Interferometric stitching method for testing cylindrical surfaces with large apertures
Author(s) -
Shuai Xue,
Yifan Dai,
Shengyue Zeng,
Shanyong Chen,
Ye Tian,
Feng Shi
Publication year - 2021
Publication title -
optics express
Language(s) - English
Resource type - Journals
SCImago Journal Rank - 1.394
H-Index - 271
ISSN - 1094-4087
DOI - 10.1364/oe.428713
Subject(s) - image stitching , optics , interferometry , aperture (computer memory) , laser , materials science , rotation (mathematics) , holography , computer science , physics , acoustics , artificial intelligence
Cylindrical surfaces widely used in high-energy laser systems can have nearly semi-meter-scale dimensions, and aperture angles can exceed R/3. State-of-the-art interferometric stitching test methods involve stitching only along the arc direction, and the reported dimensions of ∼50 × 50 mm 2 are far smaller than those required in high-energy laser systems.
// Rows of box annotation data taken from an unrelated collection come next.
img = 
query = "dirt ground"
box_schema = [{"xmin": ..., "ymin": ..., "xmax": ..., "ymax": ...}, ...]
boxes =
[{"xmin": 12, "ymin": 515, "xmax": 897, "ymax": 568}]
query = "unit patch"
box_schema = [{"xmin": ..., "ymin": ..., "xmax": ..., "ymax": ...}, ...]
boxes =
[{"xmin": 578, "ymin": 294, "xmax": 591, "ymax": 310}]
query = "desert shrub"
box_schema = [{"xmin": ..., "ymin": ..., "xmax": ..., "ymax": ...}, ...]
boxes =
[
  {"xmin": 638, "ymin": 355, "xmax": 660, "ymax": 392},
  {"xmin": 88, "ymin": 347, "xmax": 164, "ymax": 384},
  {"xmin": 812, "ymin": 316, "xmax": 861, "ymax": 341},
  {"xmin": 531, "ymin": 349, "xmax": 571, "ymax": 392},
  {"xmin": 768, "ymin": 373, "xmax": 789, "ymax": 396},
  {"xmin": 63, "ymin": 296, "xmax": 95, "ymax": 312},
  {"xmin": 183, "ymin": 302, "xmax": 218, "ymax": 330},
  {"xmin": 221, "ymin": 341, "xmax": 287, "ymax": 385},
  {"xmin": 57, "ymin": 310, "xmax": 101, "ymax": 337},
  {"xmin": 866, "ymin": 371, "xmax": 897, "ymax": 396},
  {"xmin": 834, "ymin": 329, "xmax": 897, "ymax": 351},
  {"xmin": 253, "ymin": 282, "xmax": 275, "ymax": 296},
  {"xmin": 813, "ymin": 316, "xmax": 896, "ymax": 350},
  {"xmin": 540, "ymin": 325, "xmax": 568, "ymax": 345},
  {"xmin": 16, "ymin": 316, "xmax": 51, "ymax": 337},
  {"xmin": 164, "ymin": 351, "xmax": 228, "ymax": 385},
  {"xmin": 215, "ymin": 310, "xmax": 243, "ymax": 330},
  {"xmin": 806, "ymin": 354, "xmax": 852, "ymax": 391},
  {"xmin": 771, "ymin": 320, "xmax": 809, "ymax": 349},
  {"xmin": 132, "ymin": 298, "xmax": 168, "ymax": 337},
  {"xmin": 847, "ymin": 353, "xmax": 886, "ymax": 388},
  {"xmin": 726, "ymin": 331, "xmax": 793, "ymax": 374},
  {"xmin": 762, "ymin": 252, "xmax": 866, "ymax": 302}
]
To rectify this limitation, an interferometric stitching method for cylindrical surfaces with large apertures is proposed. Moreover, a subaperture stitching algorithm that can stitch along both the linear and arc directions is developed. An interferometric stitching workstation equipped with a six-axis motion stage and a series of computer-generated holograms is established, where cylindrical surfaces with R/# values as large as R/0.5 and apertures up to 700 mm can be tested based on the theoretical analysis. A convex cylindrical surface with a 350 × 380 mm 2 aperture is tested to validate the proposed method's feasibility in enlarging the testable aperture of cylindrical surfaces significantly from Ф50 mm to Ф700 mm, thereby promoting the application of large cylindrical surfaces in high-energy laser systems.